Atlanta

We have a food poisoning casualty in the shape of Iain, who only barely makes it back on for the encore. He’s parked in a hotel room to recover in Atlanta after resting in the back lounge overnight from North Carolina while I meet former A&M fixer Al Marks for a catch up lunch. It’s warm and sunny in Little Five Points, the boutique-y neighbourhood that’s grown in size and diversity since it began to be gentrified in the nineties. I saunter off for coffee after soundcheck and just as I sit at a sidewalk table an unlikely married couple approach. Unlikely because they don’t look like Del Amitri fans (whatever that means). But they have flown from Honduras to see us. I’m quite bowled over and am overjoyed to be able to have a picture taken with them. An ancient biker farts his massive bike onto the pavement to park.

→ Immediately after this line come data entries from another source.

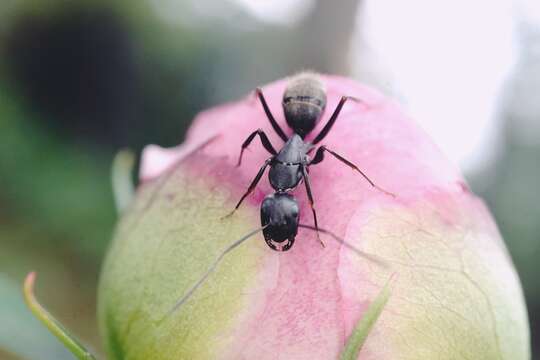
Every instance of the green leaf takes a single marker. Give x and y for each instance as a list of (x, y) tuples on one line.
[(51, 323), (121, 178), (363, 327)]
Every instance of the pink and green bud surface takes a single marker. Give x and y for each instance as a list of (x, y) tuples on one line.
[(452, 290)]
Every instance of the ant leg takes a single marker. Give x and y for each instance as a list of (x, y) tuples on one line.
[(311, 203), (319, 156), (264, 140), (251, 186), (269, 115), (333, 118)]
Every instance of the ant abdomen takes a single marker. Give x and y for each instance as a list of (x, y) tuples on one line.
[(280, 217), (304, 101)]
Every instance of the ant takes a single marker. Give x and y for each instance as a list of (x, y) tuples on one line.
[(304, 102)]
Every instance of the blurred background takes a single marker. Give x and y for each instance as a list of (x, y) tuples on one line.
[(81, 80)]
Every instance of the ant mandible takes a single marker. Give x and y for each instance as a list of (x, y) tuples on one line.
[(304, 101)]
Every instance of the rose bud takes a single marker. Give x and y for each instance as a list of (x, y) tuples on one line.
[(444, 288)]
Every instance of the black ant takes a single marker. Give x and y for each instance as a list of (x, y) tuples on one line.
[(304, 102)]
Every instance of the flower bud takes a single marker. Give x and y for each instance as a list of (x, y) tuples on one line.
[(454, 292)]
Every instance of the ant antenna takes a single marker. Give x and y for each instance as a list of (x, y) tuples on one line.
[(373, 258), (212, 268)]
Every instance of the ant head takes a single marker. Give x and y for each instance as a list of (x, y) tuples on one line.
[(280, 215), (304, 101)]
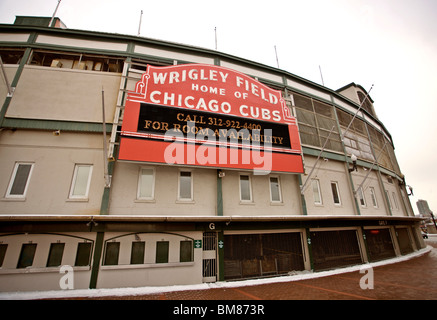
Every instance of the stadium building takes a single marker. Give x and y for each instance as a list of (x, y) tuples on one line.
[(140, 162)]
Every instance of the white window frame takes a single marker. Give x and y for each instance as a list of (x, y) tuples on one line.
[(361, 196), (179, 198), (73, 182), (250, 188), (12, 180), (152, 197), (373, 197), (279, 189), (338, 193), (319, 192)]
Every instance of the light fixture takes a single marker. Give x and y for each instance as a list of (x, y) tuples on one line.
[(354, 163)]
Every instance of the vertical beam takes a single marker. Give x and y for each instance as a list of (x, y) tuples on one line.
[(98, 249), (219, 194), (14, 83), (221, 255)]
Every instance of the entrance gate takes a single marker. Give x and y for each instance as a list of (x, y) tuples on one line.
[(209, 262), (259, 255)]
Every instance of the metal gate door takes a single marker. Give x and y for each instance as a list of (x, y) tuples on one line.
[(209, 264)]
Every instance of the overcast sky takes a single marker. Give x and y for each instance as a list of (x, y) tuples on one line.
[(391, 44)]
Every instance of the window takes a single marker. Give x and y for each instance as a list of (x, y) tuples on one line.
[(55, 254), (361, 197), (146, 184), (3, 248), (162, 251), (335, 193), (137, 252), (185, 186), (316, 192), (83, 254), (111, 253), (19, 181), (81, 181), (26, 255), (186, 251), (245, 188), (373, 197), (275, 190)]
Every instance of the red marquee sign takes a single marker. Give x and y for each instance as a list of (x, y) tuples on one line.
[(205, 115)]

His vehicle is artfully distressed with a faux rusted gas tank and a pathetic plastic rat glued to the front mudguard. Oooh, you rebel! He’s trying to channel Mad Max but it’s just Max Factor. It’s getting busy now and I try to remain inconspicuous on my corner table. I do this by frowning intently into my phone whenever I see potential ticket holders. There are sparrows and cute little bequiffed cardinals hopping around under the trees, their chatter a tonic. Two ornery old beard-wearers behind me are putting the world to rights in what, from my brief earwigging, might be dullest conversation ever conducted. The Thunder Road biker joins in. Apparently he has five bikes, one with antlers attached. Unprovoked, he promptly comes out with some sexist, homophobic AND transphobic claptrap that, cognisant of the area, he imparts from behind his hand. He “jokes” that he’s going to come out as a lesbian woman. He’s as funny as famine. He’s a flat out wanker. Off he pops on his fart machine, the little lids on his twin exhausts that twist up around his helmet comically opening and closing with the throttle like minor Muppets’ mouths.

The ornery guys move onto a discussion about Ukraine and a harlequin masked busker arrives pulling a cart with guitar and amp and I have a terrible foreboding that the relative peace of my little corner of Little Five Points is about to be shattered. Kris sidles by, intrigued. By the style of Ibanez guitar he’s sporting we predict metal. And rap-metal it is! To be fair, it could be worse and it could be lot louder. He has punk/grunge/rap tracks on tape and plays distorted chugging along with it. He’s basically playing riffs along with records. In a clown mask. He whacks on Green Day and I take my leave. I search for five bucks to give him but I only have twenties. I’m not that soft.

It’s a good gig for all of us tonight and aftershow it’s temperate enough that we can hang with friends we’ve not seen for many years outside the venue. A few of us decamp to a bar next door. As we walk in a DJ in a little booth suspended above the bar plays Travis’s Why Does It Always Rain On Me? It sounds warm, slow and comforting. I drift out into the cool night as the marquee lights go dark.